En 2024, lors de sa projection en marge du festival de Cannes, «Kyuka» avait déjà plu pour son inventivité et la technique de son réalisateur. (The Dark)
publié le 15 avril 2025 à 22h11

Ça commence comme un film d’été : il fait beau, la mer scintille, le père empile les provisions sur le quai. Babis (Simeon Tsakiris), casquette de loup de mer vissé sur le crâne, emmène Konstantinos (Konstantinos Georgopoulos) et Elsa (Elsa Lekakou) en mer. Le soleil fait éclater les bleus et blancs, Elsa a la nausée, Babis bouge avec des gestes sûrs : tout tient du rituel immuable, le voilier a quelques étés au compteur, l’image carrée distille un goût de souvenir. Kyuka, avant la fin de l’été vogue vers l’île de Poros en embarquant cette famille et nos attentes, qui tournent autour du temps suspendu et des sens en éveil, des éclats de vie qui comptent triple. Peut-être du badinage amoureux, de la révélation. Le film d’été a souvent le goût de l’innocence envolée et du retour au port déniaisé.

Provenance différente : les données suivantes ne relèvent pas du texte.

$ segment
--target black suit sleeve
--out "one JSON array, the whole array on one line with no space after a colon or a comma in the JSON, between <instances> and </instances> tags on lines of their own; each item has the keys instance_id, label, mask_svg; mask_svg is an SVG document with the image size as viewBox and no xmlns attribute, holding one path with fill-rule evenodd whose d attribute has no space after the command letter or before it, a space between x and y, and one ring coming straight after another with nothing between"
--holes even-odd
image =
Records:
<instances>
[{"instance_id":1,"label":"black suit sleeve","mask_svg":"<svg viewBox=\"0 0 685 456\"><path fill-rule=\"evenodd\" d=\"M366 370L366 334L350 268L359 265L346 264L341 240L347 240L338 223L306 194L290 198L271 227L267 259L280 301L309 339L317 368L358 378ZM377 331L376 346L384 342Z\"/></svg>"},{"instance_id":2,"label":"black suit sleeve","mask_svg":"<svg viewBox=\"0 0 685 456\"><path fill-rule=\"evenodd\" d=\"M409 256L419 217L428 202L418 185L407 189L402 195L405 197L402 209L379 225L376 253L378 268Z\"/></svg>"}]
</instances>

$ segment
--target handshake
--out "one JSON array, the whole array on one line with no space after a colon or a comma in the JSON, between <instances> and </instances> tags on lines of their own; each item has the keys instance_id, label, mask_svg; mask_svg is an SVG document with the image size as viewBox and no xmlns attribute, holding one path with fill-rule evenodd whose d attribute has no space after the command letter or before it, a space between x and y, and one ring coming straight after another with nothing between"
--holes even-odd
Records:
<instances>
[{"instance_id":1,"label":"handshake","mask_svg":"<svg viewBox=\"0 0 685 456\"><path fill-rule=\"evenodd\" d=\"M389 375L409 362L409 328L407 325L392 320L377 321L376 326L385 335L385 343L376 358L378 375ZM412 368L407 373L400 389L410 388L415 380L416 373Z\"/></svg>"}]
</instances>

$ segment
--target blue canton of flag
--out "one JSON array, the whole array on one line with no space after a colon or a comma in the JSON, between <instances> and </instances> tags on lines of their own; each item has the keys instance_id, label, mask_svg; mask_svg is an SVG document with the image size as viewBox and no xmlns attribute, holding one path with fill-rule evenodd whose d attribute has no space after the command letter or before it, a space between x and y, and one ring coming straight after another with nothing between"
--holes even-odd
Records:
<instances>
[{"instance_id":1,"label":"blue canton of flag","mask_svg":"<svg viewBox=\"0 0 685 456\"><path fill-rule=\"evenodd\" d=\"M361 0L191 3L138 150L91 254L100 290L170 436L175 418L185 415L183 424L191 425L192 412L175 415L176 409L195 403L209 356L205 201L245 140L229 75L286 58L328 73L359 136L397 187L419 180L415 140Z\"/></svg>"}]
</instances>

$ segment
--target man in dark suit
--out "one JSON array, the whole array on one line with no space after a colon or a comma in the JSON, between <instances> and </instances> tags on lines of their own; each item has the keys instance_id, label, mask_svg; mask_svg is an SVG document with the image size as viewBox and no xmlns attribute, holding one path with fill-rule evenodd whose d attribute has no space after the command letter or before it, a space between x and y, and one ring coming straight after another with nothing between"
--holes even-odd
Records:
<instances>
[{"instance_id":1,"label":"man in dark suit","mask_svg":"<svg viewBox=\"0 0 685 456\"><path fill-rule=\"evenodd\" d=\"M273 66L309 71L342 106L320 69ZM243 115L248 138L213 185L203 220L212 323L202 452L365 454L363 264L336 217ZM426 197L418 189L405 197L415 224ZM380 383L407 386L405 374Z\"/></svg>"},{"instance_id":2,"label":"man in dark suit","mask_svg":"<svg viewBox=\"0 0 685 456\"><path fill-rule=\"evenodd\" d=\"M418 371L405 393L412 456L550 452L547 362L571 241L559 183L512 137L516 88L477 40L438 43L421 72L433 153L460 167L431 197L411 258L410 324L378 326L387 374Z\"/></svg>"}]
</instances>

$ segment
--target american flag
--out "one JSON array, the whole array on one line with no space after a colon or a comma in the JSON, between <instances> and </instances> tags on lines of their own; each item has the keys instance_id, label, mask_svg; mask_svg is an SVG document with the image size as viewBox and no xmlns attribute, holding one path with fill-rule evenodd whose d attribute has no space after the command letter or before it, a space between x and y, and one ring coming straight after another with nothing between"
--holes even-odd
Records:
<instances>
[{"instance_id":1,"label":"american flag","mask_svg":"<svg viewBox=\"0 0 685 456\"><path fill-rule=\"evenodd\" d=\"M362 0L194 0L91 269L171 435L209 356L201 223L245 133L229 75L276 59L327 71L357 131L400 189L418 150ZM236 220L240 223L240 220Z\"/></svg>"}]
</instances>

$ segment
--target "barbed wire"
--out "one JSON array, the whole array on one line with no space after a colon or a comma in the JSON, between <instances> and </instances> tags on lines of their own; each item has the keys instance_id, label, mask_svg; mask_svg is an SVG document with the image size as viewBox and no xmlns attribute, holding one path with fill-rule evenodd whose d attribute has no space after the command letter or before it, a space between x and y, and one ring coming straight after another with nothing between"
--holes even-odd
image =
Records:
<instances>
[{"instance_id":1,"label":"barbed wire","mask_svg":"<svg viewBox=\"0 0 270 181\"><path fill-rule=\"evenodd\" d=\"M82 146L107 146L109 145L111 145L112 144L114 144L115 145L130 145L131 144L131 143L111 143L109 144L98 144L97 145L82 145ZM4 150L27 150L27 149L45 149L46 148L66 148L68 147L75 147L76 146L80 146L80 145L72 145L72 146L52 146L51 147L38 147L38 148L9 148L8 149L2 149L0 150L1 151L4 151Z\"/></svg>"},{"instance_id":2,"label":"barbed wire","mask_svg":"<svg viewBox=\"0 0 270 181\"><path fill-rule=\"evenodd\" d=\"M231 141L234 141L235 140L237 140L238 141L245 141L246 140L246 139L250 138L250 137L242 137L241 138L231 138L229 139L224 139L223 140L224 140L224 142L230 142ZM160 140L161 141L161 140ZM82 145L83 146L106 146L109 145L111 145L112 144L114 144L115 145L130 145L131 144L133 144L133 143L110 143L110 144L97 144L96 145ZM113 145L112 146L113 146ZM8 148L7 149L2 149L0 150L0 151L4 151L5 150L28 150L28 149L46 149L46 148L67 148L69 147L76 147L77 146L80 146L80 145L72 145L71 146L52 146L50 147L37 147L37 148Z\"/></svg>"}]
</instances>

Mais assez vite, quelque chose désaxe légèrement la croisière. Peut-être la musique de Tchaïkovski, si grave. Peut-être la plastique du film, stylisée et de plus en plus hachée. Peut-être la complicité loufoque, presque surnaturelle, entre les deux jeunes, dont on comprend tard qu’ils sont jumeaux. Ils font durer leur enfance alors qu’ils semblent déjà adultes. Quelque chose s’est passé qui l’a prolongée.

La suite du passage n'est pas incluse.